JSON-Stream-Reduce
This is a simplified framework built off Mapbox's tile-reduce to perform map-reduce functions against large files of line-delimited JSON. This simply removes all of the tile
processing and instead passes each new line in the file to the map script.
This is currently used for geometry-reconstruction of historical OSM objects as output from the OSM-Wayback utility
Install
npm install json-stream-reduce
Example Implementation
example/index.js
File: var count = 0;
streamReduce({
map: path.join(__dirname, 'map.js'), //Map function
file: path.join(__dirname, 'file.jsonseq'), //Input file (lines of JSON)

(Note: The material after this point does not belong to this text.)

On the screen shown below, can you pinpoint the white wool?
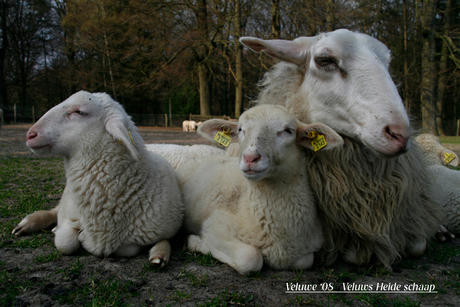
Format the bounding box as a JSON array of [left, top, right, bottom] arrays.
[[145, 144, 224, 170], [428, 165, 460, 234], [24, 91, 184, 264], [178, 105, 344, 275], [415, 133, 459, 167]]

maxWorkers:10 // The number of cpus you'd like to use
})
.on('reduce', function(res) {
count+=res
})
.on('end', function() {
console.log("Finished with count value: "+count)
});
example/map.js
File: module.exports = function(line, writeData, done) {
var object = JSON.parse(line.toString());
done(object.count)
})
file.jsonseq
{"count":10}
{"count":10}
{"count":10}
{"count":10}
{"count":10}
Use
$ node examples/index.js
>>Starting up 2 workers... Job started.
>>Processing lines from file: examples/file.jsonseq
>>5 lines processed in 0s.
>>Finished, value of count: 50